Beyond that, a covered entity’s cybersecurity program must “reasonably conform” to one of several industry-recognized or regulatory frameworks, such as the National Institute of Standards and Technology Cybersecurity Framework, the Federal Risk and Authorization Management Program, the Security Rule of the Health Insurance Portability and Accountability Act, or the Payment Card Industry’s Data Security Standards, among others.

Protections are good but limited

The law's protections are noticeably limited in scope to certain types of tort claims, leaving even those businesses that have robust cybersecurity programs vulnerable to statutory violations, such as data breach notification requirements, or claims based in contract, such as a business-vendor dispute.

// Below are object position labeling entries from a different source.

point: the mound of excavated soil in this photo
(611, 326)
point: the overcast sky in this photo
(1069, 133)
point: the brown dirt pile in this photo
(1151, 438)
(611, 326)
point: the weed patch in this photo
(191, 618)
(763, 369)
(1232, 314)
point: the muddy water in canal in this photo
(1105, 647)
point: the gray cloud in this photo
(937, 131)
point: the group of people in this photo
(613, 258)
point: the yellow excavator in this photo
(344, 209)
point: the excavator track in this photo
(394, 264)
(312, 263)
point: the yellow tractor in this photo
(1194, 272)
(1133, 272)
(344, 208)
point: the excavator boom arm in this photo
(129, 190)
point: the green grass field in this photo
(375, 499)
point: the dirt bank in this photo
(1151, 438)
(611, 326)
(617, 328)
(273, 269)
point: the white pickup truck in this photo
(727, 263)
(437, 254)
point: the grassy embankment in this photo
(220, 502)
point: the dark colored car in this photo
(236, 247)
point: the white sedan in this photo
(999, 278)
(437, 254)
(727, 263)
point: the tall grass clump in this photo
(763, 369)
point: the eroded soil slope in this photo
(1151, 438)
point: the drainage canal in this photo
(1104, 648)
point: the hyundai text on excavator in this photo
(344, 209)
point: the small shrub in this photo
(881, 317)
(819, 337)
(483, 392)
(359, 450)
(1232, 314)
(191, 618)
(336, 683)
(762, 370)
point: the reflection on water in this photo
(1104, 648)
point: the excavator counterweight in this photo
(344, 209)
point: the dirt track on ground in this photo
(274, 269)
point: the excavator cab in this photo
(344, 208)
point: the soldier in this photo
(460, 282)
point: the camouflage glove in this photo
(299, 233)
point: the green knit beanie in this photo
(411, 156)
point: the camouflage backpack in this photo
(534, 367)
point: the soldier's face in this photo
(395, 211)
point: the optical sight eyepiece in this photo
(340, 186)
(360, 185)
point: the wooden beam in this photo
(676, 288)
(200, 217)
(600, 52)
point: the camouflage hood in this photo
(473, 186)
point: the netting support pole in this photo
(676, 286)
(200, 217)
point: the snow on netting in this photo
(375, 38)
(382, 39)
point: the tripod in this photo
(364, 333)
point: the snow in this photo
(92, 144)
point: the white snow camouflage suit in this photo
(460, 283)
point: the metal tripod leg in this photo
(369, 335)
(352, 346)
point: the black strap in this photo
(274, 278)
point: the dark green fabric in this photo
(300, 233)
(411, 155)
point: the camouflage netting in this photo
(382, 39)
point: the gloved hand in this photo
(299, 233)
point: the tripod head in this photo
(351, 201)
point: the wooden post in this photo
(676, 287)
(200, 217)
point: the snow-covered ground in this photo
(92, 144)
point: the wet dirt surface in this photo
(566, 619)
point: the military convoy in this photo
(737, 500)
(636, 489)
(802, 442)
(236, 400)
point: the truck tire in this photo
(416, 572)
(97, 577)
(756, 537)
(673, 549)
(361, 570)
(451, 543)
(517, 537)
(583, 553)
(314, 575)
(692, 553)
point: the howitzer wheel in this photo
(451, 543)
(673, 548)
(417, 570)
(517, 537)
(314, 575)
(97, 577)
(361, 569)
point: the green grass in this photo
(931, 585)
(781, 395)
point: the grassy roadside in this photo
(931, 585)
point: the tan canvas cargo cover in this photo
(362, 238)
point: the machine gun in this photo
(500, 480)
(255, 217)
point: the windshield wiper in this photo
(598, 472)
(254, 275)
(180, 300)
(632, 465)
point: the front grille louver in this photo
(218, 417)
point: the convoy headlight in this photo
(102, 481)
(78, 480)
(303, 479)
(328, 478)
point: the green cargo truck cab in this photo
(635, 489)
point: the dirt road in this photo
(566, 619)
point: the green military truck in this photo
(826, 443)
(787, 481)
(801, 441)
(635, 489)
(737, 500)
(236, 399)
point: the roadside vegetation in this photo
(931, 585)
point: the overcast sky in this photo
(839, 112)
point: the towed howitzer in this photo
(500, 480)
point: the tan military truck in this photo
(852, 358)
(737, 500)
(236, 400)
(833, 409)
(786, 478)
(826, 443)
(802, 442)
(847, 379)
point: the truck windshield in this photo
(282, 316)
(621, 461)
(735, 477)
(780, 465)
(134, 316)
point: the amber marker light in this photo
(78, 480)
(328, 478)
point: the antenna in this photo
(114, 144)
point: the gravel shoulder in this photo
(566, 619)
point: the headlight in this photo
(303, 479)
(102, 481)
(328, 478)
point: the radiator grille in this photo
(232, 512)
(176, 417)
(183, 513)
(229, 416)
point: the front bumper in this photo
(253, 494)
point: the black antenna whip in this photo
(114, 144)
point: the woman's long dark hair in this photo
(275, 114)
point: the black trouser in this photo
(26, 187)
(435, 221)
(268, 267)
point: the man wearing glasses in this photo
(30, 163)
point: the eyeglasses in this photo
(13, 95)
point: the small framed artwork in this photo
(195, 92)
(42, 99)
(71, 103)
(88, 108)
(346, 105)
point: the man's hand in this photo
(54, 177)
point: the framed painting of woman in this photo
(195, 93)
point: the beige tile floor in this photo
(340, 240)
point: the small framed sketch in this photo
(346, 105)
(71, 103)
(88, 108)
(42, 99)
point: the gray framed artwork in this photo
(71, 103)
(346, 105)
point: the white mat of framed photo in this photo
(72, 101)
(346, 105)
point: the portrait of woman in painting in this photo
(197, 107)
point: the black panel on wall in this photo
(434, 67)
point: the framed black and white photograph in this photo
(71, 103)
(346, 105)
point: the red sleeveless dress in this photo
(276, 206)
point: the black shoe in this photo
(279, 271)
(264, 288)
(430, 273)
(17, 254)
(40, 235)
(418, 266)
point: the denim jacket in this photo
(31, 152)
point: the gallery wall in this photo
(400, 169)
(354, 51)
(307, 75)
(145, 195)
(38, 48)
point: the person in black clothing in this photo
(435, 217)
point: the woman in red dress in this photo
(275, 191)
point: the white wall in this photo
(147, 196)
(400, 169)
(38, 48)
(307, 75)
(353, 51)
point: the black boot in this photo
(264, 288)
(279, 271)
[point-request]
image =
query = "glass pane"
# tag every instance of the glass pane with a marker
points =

New York has a similar but narrower version of the Utah and Ohio statutes. Enacted in 2020, New York’s Stop Hacks and Improve Electronic Data Security Act requires that organizations that collect data maintain reasonable security, according to applicable regulatory schemes—such as the Health Insurance Portability and Accountability Act and the Gramm-Leach-Bliley Act, which requires financial institutions to explain their information-sharing practices to their customers and to safeguard sensitive data—and also specific agencies such as the New York State Education Department and its Department of Motor Vehicles.

Will safe harbor spread?

This affirmative defense model established by Utah and Ohio should be a win for both companies and consumers, since it encourages heightened protection of personal data while providing a safe harbor from certain claims for companies facing data breach litigation. Given that tying reasonable cybersecurity practices to adoption of the recognized frameworks is voluntary, it seems likely that other states will pick up the baton, particularly since there are no comparable definitions of reasonable cybersecurity at the federal level.

All in on what works for data privacy protection

If leveraging an affirmative defense approach motivates organizations to act and implement data privacy protections, I’m all for doing it. Creating, maintaining, and complying with a robust data protection program is a critical risk management and legal compliance step they should take, and one that might provide protection from litigation following a data breach.